Ich möchte noch auf einen anderen Punkt hinweisen, der von den Alliierten in diesem Zusammenhang bis jetzt vielfach übersehen worden ist. Wir haben uns auf deutscher Seite bemüht, ein Gesetz zur Ablösung des alliierten Gesetzes 32 zustandezubringen, das, ich möchte sagen, bis an die Grenze des Erträglichen gegangen ist. Wenn auf der Seite der Westmächte tatsächlich die Absicht bestehen sollte, alliierte Gesetze nur in der Form durch deutsche Gesetze ablösen zu lassen, daß wir praktisch die alliierten Gesetze in Bausch und Bogen übernehmen und nur die deutsche Unterschrift daruntersetzen, so kann ich das nur als ein Verfahren bezeichnen, das wohl allgemein von uns abgelehnt wird. Ein solches Verfahren würde nicht der Würde dieses Hauses entsprechen und könnte auch nur dazu führen, alle diejenigen Vorbehalte antidemokratischer Kreise gegenüber den Westmächten in Deutschland noch deutlicher werden zu lassen, die wir in der Vergangenheit ohnehin so sehr bedauert haben. Ein solches Verfahren müßte automatisch auch zu einer Diskreditierung der gesamten deutschen Gesetzgebung führen und damit, wie ich glaube, auch zu einer Diskreditierung des Begriffs der Demokratie, wie wir ihn alle gemeinsam verstehen. Ein solches Verhalten und Verfahren kann einfach nicht im Sinne der Westmächte liegen, deren oberste Besatzungsziele ja eine Umerziehung des deutschen Volkes einschließen. Sie haben sich zum Ziel gesetzt, unsere Gesetzgebung der der freien Staaten der Welt anzugleichen. Wir erhalten hier aber einen Anschauungsunterricht, der keineswegs geeignet ist, uns in der Erreichung dieses Ziels zu fördern.

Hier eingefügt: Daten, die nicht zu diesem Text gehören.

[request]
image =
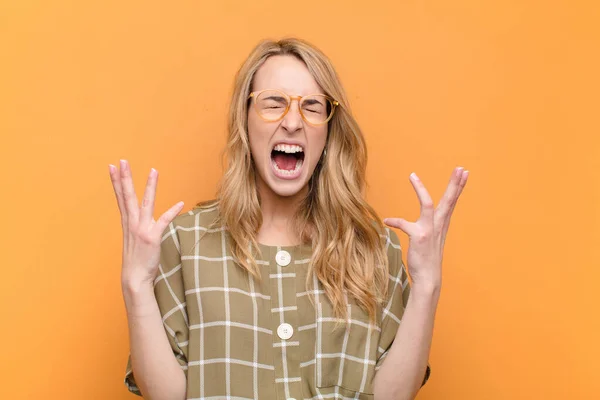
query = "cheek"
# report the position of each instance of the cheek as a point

An sich bestehen sehr ernste juristische Zweifel an der Gültigkeit des alliierten Gesetzes Nr. 32. Dieses Gesetz enthält nämlich eine Bestimmung, die gegen das Grundgesetz verstößt. Wir fragen uns, ob ein derartiges alliiertes Gesetz, das von demselben Gesetzgeber erlassen worden ist, der seinerzeit das Grundgesetz mit unterzeichnet hat, Gültigkeit hat. Meines Erachtens dürfte es sehr schwer sein, diese beiden Dinge in Einklang zu bringen.
Die Dinge werden aber dadurch noch fragwürdiger, daß sich in der Zwischenzeit eine zweite Angelegenheit hinzugesellt hat, die ich dem Hohen Hause nicht vorenthalten möchte. In der Zwischenzeit ist nämlich bei dem Gericht in Lage eine einstweilige Verfügung gegen den Ufa-Liquidationsausschuß — vergleiche Gesetz Nr. 32 Art. III — beantragt und erwirkt worden. Durch die einstweilige Verfügung wurde dem Ufa-Liquidationsausschuß auferlegt, alle Handlungen zu unterlassen, die, wie die beabsichtigte Veräußerung, Vermögenswerte berühren oder Gegenstand der Rückerstattungsansprüche sind. Damit war eine neue Rechtslage, zumindest für die britische Zone, geschaffen worden. Nun geschah folgendes: die britische Hohe Kommission ging gegen das Gericht in Lage (Lippe) vor und hob diesen Gerichtsbeschluß auf.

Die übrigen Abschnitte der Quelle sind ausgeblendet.